Darüber hinaus äußerte die VK Bund sich zur Frage der Notwendigkeit eines Ausschlusses eines Bieters wegen seiner Vorauftragnehmereigenschaft. Dieser Fall ist von der in § 6 der VOF geregelten Fragestellung der Projektantenproblematik (ein Bieter hat die Vergabestelle bei der Planung des Vergabeverfahrens beraten) abzugrenzen. Hier geht es um die sehr häufige Konstellation, dass ein Bieter sich beteiligt, der gleichartige Leistungen bereits als Vorauftragnehmer erbracht hat. Im Ergebnis entschied die Vergabekammer Bund, dass der betreffende Bieter nicht wegen Vorbefasstheit auszuschließen ist.
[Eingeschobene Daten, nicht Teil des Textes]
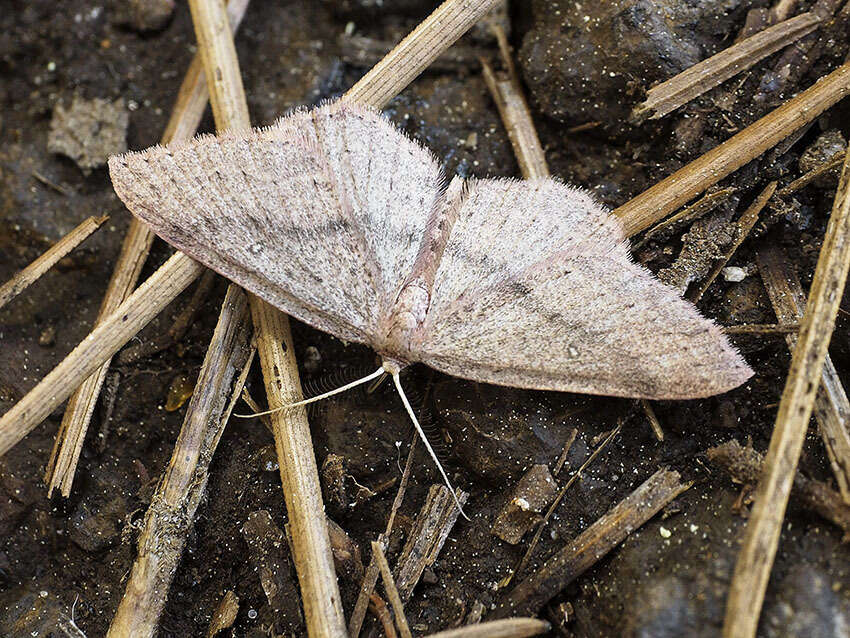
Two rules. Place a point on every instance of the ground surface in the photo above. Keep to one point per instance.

Ein Informationsvorsprung des Vorauftragnehmers vor Wettbewerbern muss hier zwar festgestellt werden, da dieser Gegebenheiten bei dem Auftraggeber bereits kennt. Dies sei gemäß der VK Bund allerdings in Bezug auf den Vorauftragnehmer immer der Fall, wenn ein Auftraggeber einen Auftrag nach Ablauf der Vertragslaufzeit durch Neuausschreibung in den Wettbewerb gebe. Ein generelles Bewerbungsverbot des bisherigen Auftragnehmers könne daraus aber nicht abgeleitet werden. Die VK Bund bezieht sich auf die Rechtsprechung, wonach ein Unternehmen, das einen Informationsvorsprung vor den übrigen Bietern hat, zur Einreichung eines Angebots grundsätzlich zuzulassen ist, es sei denn der Vorsprung lässt sich nicht durch geeignete Maßnahmen zum Schutze der anderen Bieter (z. B. Informationserteilung) ausgleichen (vgl. EuGH, Urteil v. 3. März 2005, Rs. C - 34/03; OLG Düsseldorf, Beschluss v. 4. Mai 2009, Verg 68/08; Beschluss v. 13. August 2008, Verg 28/08). Ein solcher Ausgleich hat hier nach Auffassung der VK Bund stattgefunden, weil die Vergabestelle allen Bewerbern im Verfahren eine Reihe von Zusatzinformationen hat zukommen lassen, wie etwa Durchschnittswerte zu Stundenaufwänden aus den letzten Jahren oder eine Kurzfassung des Jahresabschlussberichtes aus dem Vorjahr. Weiterhin ist auch eine diskriminierungsfreie Bewertung erfolgt, weil der Vorauftragnehmer auch sein Vorgehenskonzept für neue Geschäftsschwerpunkte darzustellen hatte. Durch diese Maßnahmen ist nach Überzeugung der VK Bund ein etwaiger Informationsvorsprung des Vorauftragnehmers ausgeglichen worden.

Für die Vergabepraxis kommt es aufgrund dieser Entscheidung zu mehr Sicherheit beim Umgang mit Vorauftragnehmern. Einerseits wird deutlich klargestellt, dass ein Informationsvorsprung in dieser Konstellation unvermeidbar ist. Zum anderen kann man beispielhaft sehen, dass – ähnlich wie bei der Projektantenproblematik – ein Ausgleich des Informationsvorsprungs durch passende Maßnahmen erfolgen kann.